The Ministry of the Environment (MOE) estimates that the nation has 280GW of onshore potential and 1,570GW offshore, including both fixed foundations and floating structures, while the METI puts onshore potential at 290GW, with fixed offshore at 330GW and floating wind at 1,170GW.

Because Japan has a very narrow continental shelf, with more than 80% of its waters being too deep for traditional fixed-foundation turbines, it has swiftly become the world leader in floating wind farms.

The METI is investing ¥53bn in a major pilot project off Fukushima, while the MOE is putting ¥6bn into another off Kabashima in the western Goto islands.

However, the cost of energy for floating wind farms is expected to be up to six times higher than for fixed-foundation projects, so Nedo is keen to develop large-scale shallow-water projects first. Consequently, it has invested ¥4bn in two pilot fixed-foundation projects at Choshi and Hibikinada.

But perhaps the largest barrier to massive renewables expansion is the electricity market. To start with, transmission is problematic because the western Japanese grid runs on 60Hz frequency, while the eastern grid is 50Hz. Transferring electricity between the two relies on three frequency converter stations, which were shown to be insufficient to help the energy-starved east in the aftermath of Fukushima.

The bigger problem, however, is the near-monopolies that Japan’s ten utilities have over generation, transmission and distribution in their respective regions — and their reluctance to bring more renewables into their energy mix. All have nuclear facilities they would like to restart.

Smaller power producers and suppliers claim just 3.6% of Japan’s 280GW electricity market, according to the METI.

“Japan has to sort these things out with the utilities,” says Tomas Kåberger, the Swedish chairman of the Japan Renewable Energy Foundation, noting that the utilities do not want renewables capacity competing with their “phantom” nuclear assets and coal-fired power stations. “It would be key to substantial [renewables] development [if] you could force them by law to receive the electricity... or you could simply do full ownership unbundling and ensure that the grid and the [power] market is separated from the old monopolies.”

To illustrate the utilities’ stance, Kåberger points to Hokkaido Electric Power rejecting 4.6GW of the 5GW of wind project applications it received last year. “It’s not a cost issue,” he says, “it’s that they would outcompete their nuclear and coal facilities.”

But market reform is in the pipeline.
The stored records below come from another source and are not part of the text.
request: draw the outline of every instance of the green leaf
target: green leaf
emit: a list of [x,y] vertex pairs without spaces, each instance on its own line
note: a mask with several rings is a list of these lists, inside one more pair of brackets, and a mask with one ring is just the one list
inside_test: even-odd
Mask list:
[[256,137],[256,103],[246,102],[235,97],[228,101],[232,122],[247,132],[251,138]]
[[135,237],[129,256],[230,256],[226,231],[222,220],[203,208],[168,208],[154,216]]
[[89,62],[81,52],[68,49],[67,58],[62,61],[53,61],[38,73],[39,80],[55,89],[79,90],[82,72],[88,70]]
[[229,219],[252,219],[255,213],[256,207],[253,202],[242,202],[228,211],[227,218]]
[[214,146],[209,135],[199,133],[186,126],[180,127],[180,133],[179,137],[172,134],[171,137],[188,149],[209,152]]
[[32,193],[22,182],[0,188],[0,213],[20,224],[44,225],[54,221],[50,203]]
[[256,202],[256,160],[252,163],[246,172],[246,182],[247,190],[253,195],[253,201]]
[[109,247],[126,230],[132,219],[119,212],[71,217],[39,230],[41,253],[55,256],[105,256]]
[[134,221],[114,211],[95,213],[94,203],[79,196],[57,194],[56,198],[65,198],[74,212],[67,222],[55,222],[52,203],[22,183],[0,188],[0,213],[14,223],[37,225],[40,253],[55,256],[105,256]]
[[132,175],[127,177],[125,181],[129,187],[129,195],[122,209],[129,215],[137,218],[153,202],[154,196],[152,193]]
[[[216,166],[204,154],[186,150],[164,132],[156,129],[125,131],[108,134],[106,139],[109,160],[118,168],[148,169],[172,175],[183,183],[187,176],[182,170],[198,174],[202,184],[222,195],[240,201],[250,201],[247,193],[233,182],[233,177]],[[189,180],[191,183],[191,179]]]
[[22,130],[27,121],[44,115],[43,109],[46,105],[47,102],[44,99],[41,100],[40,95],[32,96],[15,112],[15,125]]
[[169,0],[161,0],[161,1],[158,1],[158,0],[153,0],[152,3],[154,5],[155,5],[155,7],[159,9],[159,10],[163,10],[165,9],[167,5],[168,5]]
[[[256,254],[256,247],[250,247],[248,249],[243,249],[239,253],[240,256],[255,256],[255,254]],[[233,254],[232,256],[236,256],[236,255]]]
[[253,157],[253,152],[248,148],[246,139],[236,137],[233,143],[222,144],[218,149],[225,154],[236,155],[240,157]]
Last April, Abe’s government introduced a new set of policy measures to stabilise power supplies, reduce electricity rates and open the market to competition within the next six years. It also set up the Organization for Cross-Regional Coordination of Transmission Operators (OCCTO) to spearhead market reform efforts.

In addition, the METI introduced rules forcing utilities that want to build new thermal generation plants to allow other companies to bid for them.

“There’s been a recognition of the need to change the current structure,” says Mac Pherson. “It’s just a question of how best to rearrange everything.”

The OCCTO intends to liberalise the retail electricity market between 2016 and 2018 — offering consumers the opportunity to choose their providers — and expects to finish legally separating the utilities’ generation, transmission and distribution assets by 2020.

However, doubts remain about how smoothly the reform process will proceed. “The so-called electricity market reform has been rather controlled by the electric power companies,” complains Kåberger. “In this country, they’re really ‘power’ companies in that they have political power. So they have unjustifiable influence over market regulation, and that is very costly to Japanese industry and society.

“The difficulty at the moment [for renewables] is that as the government is still giving the impression that the nuclear reactors will start, so the power companies are still protecting the potential production of nuclear.”

If, when and how much nuclear capacity will be restarted remain key questions. In any scenario, however, there is no turning back for Japan’s renewables sector.